Thinking about getting back to basics for holiday parties? Consider what our pioneer ancestors had available to them. These days there’s not many kinds of food we couldn’t eat any day of the year, if we wanted it. Not so back then. Spices were expensive and difficult to come by, so fancy cookies and cakes weren’t every day food.
Doing some baking?
When planning out your sweet treats, bake them yourself if possible. At the most basic, avoid artificial food coloring and pre-packaged mixes. Use real ingredients, local and/or organic if possible. For me, some local ingredients include flour, eggs, honey, hazelnuts, walnuts, apples, pears, and pumpkins. Look for a recipe that showcases some of your local ingredients!
If you’re not into doing your own baking, perhaps you can pick some up from bake sales at a local farmers’ market or craft faire. Support your baking neighbors!
Throwing a party?
Anything you can serve that features foods from your area? We’ll be having a fondue one evening over the holidays. Quite a bit of our food for this can come from local sources, from beef and chicken to the cheese for a cheesy fondue, to homemade sourdough to dip in it. We’ll use organic, fair-trade chocolate to fix the dessert course, with local fruit included in the dippers.
Traditionally we have an appetizer evening with my side of the family. One mostly local hors d’oeuvre I’ll be fixing for that is sausage rolls with our venison pepperoni. Then there’s honey garlic chicken wings. Mmm!
Any local juices or wines you can serve for your party? We’ll be having a cherry apple punch, with juices we made ourselves. Also on the menu may be our own rhubarb mead, but there are several wineries in our region that create some great drinks.
Hosting Christmas Dinner?
What’s traditional for your family? If it’s turkey, consider ordering a free-range bird. Sure, it’ll cost more, but the flavor is incomparable, and there’s nothing to regret about how the bird was raised. Same goes for a ham straight from a local farm or butcher.
Round out your meal with foods from as near home as possible. In every case, choose real food every time you’re faced with a decision.

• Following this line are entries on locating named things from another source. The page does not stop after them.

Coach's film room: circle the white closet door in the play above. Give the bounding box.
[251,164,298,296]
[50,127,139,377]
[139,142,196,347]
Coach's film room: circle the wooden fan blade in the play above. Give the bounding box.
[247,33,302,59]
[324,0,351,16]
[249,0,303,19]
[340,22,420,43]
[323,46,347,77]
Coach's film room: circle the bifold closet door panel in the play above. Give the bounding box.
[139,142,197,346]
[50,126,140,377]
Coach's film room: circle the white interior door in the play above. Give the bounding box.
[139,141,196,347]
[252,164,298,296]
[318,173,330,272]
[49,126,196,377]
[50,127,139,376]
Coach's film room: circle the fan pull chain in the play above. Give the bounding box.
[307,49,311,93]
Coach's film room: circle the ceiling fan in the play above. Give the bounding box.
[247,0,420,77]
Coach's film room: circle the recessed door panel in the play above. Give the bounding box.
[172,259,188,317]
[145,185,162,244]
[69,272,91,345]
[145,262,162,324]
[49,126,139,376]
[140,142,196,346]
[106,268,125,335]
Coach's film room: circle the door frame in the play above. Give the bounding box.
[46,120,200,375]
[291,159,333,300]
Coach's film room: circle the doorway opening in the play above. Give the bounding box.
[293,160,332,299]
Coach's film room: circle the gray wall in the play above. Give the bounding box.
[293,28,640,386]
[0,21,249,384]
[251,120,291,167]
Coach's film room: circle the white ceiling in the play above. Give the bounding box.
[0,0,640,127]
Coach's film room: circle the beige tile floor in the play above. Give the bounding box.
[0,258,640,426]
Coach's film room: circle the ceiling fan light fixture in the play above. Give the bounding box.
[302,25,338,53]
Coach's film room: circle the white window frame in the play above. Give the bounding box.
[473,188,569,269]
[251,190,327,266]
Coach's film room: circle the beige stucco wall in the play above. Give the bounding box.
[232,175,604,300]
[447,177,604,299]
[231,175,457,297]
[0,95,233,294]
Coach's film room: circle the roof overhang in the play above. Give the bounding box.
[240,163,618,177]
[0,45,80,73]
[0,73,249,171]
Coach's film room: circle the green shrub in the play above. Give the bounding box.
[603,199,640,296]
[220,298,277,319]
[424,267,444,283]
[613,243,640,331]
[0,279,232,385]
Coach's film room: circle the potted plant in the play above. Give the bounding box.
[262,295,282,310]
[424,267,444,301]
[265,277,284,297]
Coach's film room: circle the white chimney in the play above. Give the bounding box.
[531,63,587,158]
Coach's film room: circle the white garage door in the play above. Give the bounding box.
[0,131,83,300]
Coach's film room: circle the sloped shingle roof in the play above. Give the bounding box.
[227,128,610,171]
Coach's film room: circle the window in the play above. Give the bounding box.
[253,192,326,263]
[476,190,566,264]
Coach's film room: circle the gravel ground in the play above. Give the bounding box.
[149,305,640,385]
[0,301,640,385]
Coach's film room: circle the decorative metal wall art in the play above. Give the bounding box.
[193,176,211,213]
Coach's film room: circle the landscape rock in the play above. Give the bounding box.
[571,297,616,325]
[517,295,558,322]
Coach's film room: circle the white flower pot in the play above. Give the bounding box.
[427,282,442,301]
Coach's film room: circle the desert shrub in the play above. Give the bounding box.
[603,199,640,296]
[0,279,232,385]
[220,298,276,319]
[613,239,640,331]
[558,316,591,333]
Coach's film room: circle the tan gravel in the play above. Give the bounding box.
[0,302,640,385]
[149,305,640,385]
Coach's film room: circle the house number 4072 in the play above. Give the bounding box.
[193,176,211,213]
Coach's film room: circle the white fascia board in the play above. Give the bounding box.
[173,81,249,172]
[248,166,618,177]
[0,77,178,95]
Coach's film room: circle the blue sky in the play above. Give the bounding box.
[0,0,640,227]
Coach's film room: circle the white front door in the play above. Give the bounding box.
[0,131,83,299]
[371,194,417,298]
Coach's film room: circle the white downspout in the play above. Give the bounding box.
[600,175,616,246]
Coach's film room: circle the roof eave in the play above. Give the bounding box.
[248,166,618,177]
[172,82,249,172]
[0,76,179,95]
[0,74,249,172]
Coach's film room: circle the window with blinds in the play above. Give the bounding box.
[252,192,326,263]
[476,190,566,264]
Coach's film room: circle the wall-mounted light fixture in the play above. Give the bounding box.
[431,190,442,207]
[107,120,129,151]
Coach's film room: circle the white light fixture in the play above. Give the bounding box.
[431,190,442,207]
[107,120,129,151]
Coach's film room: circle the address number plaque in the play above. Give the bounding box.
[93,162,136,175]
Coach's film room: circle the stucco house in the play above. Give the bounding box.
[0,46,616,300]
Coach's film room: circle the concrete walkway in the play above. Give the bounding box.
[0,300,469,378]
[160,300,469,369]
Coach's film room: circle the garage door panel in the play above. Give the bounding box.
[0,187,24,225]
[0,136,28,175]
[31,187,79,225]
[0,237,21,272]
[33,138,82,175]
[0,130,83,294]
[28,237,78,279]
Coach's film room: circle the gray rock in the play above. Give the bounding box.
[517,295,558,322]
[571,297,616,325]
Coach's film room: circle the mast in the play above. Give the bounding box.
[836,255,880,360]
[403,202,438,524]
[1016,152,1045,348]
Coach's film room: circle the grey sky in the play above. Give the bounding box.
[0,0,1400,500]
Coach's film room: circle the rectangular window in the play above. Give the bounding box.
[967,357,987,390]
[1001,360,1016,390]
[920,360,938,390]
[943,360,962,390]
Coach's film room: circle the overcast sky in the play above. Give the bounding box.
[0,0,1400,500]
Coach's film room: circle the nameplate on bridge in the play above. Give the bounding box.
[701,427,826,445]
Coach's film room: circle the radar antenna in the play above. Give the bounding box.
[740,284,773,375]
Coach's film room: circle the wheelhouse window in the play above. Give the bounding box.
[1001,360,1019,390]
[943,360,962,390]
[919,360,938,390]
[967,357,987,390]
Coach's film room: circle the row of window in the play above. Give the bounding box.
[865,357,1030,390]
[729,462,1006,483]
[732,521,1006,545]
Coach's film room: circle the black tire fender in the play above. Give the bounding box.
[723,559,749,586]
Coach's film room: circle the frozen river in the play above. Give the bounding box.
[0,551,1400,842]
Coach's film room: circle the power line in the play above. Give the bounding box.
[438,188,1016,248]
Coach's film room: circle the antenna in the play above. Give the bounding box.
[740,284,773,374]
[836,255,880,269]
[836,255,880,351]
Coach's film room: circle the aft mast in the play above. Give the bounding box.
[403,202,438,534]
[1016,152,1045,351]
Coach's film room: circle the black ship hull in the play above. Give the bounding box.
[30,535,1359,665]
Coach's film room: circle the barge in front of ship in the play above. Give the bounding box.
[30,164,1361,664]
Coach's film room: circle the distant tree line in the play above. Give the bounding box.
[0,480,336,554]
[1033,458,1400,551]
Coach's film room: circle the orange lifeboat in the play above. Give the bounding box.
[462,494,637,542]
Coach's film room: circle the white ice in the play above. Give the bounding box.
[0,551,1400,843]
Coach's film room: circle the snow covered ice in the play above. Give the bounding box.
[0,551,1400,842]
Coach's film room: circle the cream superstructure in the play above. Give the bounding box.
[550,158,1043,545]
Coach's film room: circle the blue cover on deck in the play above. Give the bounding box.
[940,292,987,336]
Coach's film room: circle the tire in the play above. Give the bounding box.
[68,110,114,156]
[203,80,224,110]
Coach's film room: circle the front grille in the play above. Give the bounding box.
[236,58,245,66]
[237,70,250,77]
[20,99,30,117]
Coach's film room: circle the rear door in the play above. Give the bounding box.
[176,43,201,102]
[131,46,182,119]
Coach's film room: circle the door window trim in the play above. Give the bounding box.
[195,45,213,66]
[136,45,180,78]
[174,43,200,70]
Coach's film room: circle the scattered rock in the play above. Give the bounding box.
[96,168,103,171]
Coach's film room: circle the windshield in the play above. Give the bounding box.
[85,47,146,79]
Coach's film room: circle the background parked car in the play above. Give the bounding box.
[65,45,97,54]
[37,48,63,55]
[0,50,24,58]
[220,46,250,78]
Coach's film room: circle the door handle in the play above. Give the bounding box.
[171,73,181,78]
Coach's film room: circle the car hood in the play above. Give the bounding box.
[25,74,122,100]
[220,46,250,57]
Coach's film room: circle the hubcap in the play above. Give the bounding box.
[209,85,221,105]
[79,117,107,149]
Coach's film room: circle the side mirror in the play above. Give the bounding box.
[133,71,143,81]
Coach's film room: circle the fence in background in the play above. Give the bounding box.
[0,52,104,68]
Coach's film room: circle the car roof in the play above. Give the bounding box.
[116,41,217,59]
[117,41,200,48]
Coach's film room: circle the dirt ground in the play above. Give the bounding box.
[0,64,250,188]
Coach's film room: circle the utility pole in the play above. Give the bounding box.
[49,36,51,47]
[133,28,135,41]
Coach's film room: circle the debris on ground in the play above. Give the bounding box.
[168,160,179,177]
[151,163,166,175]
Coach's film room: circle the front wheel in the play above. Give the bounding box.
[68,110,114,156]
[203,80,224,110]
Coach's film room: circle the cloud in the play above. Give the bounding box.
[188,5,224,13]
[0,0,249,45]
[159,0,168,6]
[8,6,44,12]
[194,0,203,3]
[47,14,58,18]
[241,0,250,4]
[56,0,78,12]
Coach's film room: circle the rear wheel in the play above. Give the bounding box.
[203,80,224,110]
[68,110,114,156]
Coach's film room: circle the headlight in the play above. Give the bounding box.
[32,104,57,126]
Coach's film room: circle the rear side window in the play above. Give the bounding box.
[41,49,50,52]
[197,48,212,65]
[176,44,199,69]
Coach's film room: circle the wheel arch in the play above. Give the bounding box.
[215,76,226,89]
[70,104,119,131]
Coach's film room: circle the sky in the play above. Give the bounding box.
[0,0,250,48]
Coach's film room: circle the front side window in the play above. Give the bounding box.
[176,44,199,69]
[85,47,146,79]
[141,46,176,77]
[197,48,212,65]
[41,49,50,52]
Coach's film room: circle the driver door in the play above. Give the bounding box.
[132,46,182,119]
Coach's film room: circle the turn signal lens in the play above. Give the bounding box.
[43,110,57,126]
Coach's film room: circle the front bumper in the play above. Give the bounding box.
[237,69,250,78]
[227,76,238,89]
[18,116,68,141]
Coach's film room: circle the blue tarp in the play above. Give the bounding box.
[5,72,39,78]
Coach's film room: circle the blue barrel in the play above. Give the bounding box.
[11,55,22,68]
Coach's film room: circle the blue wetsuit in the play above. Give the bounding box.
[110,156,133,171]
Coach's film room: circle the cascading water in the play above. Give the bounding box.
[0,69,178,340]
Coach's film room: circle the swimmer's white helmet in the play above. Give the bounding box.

Lettuce from a nearby greenhouse. Potatoes from your province or state. Vegetables native to your area. We’ll be including an apple salad with our turkey dinner. Like cranberries? Buy a package of fresh instead of canned. It only takes a few minutes to add honey and cook them into the right consistency, and the flavor is far superior.
Keeping a green mind with your holiday cooking and baking is the same as any time of the year. What better gift for your family than health from whole, real food prepared with love?
But take it one step further. No matter where you live, there are people less fortunate than you are. Some may even be spending the Christmas season hungry. Donate to your food bank, serve in your community soup kitchen, or invite someone into your home. Share the blessings God has given to you.